Passing through Albany while he was governor, I stopped over to pay my respects. I was very fond of him personally. When I rang the door-bell of the Executive Mansion and inquired for the governor, the servant said: "The governor is very ill and can see nobody." Then I asked him to tell the governor, when he was able to receive a message, that Chauncey Depew called and expressed his deep regret for his illness. Suddenly the governor popped out from the parlor and seized me by the hand and said: "Chauncey, come in. I was never so glad to see anybody in my life."

He told me the legislature had adjourned and left on his hands several thousands of thirty-days bills—that is, bills on which he had thirty days to sign or veto, or let them become laws by not rejecting them. So he had to deny himself to everybody to get the leisure to read them over and form decisions.

"Do you know, Chauncey," he said, "this is a new business to me. Most of these bills are on subjects which I never have examined, studied, or thought about. It is very difficult to form a wise judgment, and I want to do in each case just what is right." For the moment he became silent, seemingly absorbed by anxious thoughts about these bills. Then suddenly he exclaimed: "By the way, Chauncey, you've done a great deal of thinking in your life, and I never have done any except on business. Does intense thinking affect you as it does me, by upsetting your stomach and making you throw up?"

"No, governor," I answered; "if it did I fear I would be in a chronic state of indigestion."

While he was governor he canvassed the State in a private car and made many speeches. In a plain, homely man-to-man talk he was very effective on the platform. His train stopped at a station in a Republican community where there were few Democrats, while I was addressing a Republican meeting in the village. When I had finished my speech I said to the crowd, which was a large one: "Governor Flower is at the station, and as I passed he had very few people listening to him. Let us all go over and give him an audience."

The proposition was received with cheers. I went ahead, got in at the other end of the governor's car from the one where he was speaking from the platform. As this Republican crowd began to pour in, it was evident as I stood behind him without his knowing of my presence, that he was highly delighted.
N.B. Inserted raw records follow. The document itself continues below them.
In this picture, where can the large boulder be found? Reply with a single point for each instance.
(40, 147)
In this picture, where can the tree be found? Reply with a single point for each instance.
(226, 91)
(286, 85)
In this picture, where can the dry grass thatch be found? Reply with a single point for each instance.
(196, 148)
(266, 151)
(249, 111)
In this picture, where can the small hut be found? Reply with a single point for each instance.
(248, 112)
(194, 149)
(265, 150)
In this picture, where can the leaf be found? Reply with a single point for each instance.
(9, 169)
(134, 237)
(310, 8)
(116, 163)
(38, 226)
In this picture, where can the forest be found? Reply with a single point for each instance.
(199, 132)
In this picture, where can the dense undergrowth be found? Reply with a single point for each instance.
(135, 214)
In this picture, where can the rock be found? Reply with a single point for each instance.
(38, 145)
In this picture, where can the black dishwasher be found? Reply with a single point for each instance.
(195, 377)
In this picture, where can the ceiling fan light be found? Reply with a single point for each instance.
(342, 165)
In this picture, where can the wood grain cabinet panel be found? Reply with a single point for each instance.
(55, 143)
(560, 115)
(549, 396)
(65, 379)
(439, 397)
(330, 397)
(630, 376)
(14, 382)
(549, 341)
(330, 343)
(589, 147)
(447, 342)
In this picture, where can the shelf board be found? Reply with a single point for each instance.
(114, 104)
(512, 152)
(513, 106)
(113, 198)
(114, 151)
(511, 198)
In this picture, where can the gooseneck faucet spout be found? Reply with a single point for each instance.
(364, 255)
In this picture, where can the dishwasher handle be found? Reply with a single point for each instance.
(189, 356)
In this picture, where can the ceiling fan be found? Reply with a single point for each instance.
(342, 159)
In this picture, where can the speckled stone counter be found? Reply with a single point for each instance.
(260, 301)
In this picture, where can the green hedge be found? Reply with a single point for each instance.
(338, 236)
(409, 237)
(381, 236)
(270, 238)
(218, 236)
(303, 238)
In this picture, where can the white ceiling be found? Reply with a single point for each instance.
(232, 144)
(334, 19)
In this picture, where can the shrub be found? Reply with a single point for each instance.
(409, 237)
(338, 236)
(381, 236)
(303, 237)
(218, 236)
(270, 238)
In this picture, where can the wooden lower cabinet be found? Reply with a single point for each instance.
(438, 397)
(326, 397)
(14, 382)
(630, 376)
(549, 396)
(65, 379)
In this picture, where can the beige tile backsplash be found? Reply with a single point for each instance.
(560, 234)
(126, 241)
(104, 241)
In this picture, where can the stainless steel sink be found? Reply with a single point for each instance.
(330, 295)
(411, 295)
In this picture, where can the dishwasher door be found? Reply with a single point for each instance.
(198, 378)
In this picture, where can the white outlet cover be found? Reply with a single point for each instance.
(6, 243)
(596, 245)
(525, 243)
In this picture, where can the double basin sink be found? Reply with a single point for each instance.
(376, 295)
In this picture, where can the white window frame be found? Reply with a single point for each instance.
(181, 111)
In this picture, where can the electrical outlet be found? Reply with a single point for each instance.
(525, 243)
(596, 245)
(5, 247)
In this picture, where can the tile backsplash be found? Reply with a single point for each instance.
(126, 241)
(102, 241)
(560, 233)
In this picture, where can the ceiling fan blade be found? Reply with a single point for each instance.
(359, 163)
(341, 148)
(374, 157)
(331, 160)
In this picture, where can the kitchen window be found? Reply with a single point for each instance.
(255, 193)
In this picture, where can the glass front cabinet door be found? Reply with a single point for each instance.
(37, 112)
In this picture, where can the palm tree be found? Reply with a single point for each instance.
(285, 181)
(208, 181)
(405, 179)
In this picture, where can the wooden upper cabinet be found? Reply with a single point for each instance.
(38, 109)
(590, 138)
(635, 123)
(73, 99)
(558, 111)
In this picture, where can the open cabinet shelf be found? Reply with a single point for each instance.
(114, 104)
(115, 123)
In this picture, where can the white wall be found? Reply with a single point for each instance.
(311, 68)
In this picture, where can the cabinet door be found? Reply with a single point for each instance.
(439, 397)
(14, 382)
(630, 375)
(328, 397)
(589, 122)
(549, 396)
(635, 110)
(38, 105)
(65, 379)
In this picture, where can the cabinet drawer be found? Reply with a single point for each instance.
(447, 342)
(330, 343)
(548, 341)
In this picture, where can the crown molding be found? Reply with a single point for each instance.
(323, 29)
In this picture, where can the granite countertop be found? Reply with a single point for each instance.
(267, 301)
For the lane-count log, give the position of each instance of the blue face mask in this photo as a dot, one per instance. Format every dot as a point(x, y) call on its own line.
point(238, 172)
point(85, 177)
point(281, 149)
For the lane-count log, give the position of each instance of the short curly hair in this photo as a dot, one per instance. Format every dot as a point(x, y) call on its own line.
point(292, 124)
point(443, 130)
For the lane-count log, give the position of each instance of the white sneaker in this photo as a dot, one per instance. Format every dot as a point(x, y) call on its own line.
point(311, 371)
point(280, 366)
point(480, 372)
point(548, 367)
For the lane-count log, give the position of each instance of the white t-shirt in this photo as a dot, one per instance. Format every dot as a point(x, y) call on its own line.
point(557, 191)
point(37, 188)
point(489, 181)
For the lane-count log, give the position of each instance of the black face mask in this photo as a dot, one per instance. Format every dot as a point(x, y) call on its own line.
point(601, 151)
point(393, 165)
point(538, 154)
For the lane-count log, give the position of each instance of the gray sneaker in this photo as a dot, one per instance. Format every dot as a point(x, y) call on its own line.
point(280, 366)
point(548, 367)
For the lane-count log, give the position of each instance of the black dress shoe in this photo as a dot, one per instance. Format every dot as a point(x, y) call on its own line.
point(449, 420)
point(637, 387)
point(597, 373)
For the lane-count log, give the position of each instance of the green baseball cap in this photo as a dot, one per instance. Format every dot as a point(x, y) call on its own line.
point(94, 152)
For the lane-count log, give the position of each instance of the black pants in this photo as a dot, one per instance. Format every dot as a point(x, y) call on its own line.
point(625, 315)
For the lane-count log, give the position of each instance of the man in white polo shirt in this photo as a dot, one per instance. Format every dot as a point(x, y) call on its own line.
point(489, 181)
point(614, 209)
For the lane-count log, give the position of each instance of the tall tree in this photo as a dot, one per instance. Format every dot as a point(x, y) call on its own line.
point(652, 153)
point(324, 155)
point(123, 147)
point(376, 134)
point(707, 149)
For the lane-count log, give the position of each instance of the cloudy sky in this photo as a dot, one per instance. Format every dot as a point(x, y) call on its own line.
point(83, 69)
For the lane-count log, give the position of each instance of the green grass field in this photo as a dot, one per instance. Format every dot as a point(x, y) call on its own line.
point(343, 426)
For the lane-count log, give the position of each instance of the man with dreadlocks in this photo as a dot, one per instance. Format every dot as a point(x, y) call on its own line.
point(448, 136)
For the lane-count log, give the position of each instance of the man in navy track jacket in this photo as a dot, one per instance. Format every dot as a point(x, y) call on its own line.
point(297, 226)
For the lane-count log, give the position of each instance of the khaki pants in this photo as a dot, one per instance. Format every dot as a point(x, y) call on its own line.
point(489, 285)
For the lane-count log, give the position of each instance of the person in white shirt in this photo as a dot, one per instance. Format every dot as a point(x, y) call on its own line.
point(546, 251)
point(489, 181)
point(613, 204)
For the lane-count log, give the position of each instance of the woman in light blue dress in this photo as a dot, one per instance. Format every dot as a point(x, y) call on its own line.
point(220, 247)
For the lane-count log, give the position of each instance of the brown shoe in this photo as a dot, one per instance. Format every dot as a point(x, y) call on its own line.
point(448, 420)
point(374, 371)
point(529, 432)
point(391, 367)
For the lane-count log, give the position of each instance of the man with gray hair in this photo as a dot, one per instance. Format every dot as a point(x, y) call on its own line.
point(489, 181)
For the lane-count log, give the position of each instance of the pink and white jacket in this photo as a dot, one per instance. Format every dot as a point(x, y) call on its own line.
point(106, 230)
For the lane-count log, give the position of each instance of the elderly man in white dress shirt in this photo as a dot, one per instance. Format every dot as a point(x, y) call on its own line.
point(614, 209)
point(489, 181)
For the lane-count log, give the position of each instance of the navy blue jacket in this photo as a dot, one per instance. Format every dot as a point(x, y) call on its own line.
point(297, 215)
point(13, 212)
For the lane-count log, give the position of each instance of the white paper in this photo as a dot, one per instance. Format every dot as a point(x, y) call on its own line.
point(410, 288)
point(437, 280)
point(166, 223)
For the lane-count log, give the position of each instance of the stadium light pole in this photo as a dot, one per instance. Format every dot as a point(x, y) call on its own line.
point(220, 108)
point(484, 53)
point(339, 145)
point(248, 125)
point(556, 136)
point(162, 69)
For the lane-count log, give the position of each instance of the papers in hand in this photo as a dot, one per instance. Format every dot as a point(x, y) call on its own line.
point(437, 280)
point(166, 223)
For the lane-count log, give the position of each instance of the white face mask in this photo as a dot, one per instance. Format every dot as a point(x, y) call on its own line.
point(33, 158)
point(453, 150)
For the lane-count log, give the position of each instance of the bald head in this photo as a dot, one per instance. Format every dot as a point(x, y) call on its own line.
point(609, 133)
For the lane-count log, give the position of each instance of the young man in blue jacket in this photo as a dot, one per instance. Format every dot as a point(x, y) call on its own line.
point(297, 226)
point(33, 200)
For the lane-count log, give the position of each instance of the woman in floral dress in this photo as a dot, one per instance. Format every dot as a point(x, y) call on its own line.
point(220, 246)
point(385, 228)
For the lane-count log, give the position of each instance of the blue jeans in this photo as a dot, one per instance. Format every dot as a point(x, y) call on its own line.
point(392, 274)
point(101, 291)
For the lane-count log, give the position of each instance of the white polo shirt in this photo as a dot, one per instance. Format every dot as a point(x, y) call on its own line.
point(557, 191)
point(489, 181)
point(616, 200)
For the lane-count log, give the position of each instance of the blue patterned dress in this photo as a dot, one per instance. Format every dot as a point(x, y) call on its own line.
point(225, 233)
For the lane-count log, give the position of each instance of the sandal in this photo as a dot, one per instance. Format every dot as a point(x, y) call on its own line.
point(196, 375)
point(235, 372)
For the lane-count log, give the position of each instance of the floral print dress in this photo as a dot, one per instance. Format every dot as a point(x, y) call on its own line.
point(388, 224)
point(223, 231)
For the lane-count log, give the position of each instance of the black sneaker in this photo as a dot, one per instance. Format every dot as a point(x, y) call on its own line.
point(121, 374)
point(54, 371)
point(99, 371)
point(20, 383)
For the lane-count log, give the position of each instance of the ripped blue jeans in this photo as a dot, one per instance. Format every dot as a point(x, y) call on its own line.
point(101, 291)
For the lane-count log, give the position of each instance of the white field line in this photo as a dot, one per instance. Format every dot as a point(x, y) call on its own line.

He shouted: "Fellow citizens, I told you they were coming. They are coming from the mountains, from the hills, and from the valleys. It is the stampede from the Republican party and into our ranks and for our ticket. This is the happiest evidence I have received of the popularity of our cause and the success of our ticket."

Standing behind him, I made a signal for cheers, which was heartily responded to, and the governor, turning around, saw the joke, grasped me cordially by the hand, and the whole crowd, including the veteran and hardened Democrats on the car, joined in the hilarity of the occasion.

He came to me when he was running for the second time for Congress, and said that some of the people of his district were anxious for me to deliver an address for one of their pet charities, and that the meeting would be held in Harlem, naming the evening. I told him I would go. He came for me in his carriage, and I said: "Governor, please do not talk to me on the way up. I was so busy that I have had no time since I left my office this afternoon to prepare this address, and I want every minute while we are riding to the meeting."

The meeting was a large one. The governor took the chair and introduced me in this original way: "Ladies and gentlemen," he said, "I want to say about Chauncey Depew, whom I am now going to introduce to you as the lecturer of the evening, that he is no Demosthenes, because he can beat Demosthenes out of sight. He prepared his speech in the carriage in which I was bringing him up here, and he don't have, like the old Greek, to chew pebble-stones in order to make a speech."

Governor Flower in a conservative way was a successful trader in the stock market. When he felt he had a sure point he would share it with a few friends. He took special delight in helping in this way men who had little means and no knowledge of the art of moneymaking. There were a great many benefited by his bounty.